Module 3: Real Architecture 4 / 6

Advanced Session 16 Session Storage JSONL

Session Storage

Learn about JSONL transcripts with UUID parent-child chains.

March 20, 2026 · 15 min read

What You’ll Learn

Every conversation you have with Claude Code is recorded. Not as a vague memory, but as a precise, line-by-line transcript in JSONL format.

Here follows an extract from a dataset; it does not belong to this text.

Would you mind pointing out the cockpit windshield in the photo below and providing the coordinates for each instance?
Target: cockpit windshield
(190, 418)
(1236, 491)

This is how sessions persist across restarts, how you can resume work days later, and how the system maintains continuity.

By the end, you’ll understand:

How Claude Code persists conversation state to disk
The JSONL (JSON Lines) format and why it was chosen
Session IDs and the UUID parent-child chain
What data is stored in each transcript entry
How session resumption works with claude --resume
How old sessions are cleaned up over time

The Problem

When you close your terminal mid-task, everything in memory is gone. The context window, the plan, the files you were working on — all lost.

Without persistence, every session starts from zero:

Monday:  "Refactor the auth module" → 45 min of work → close terminal
Tuesday: "Refactor the auth module" → starts over from scratch

This is unacceptable for serious development work. You need the AI to pick up where you left off, understanding what was done, what failed, and what remains.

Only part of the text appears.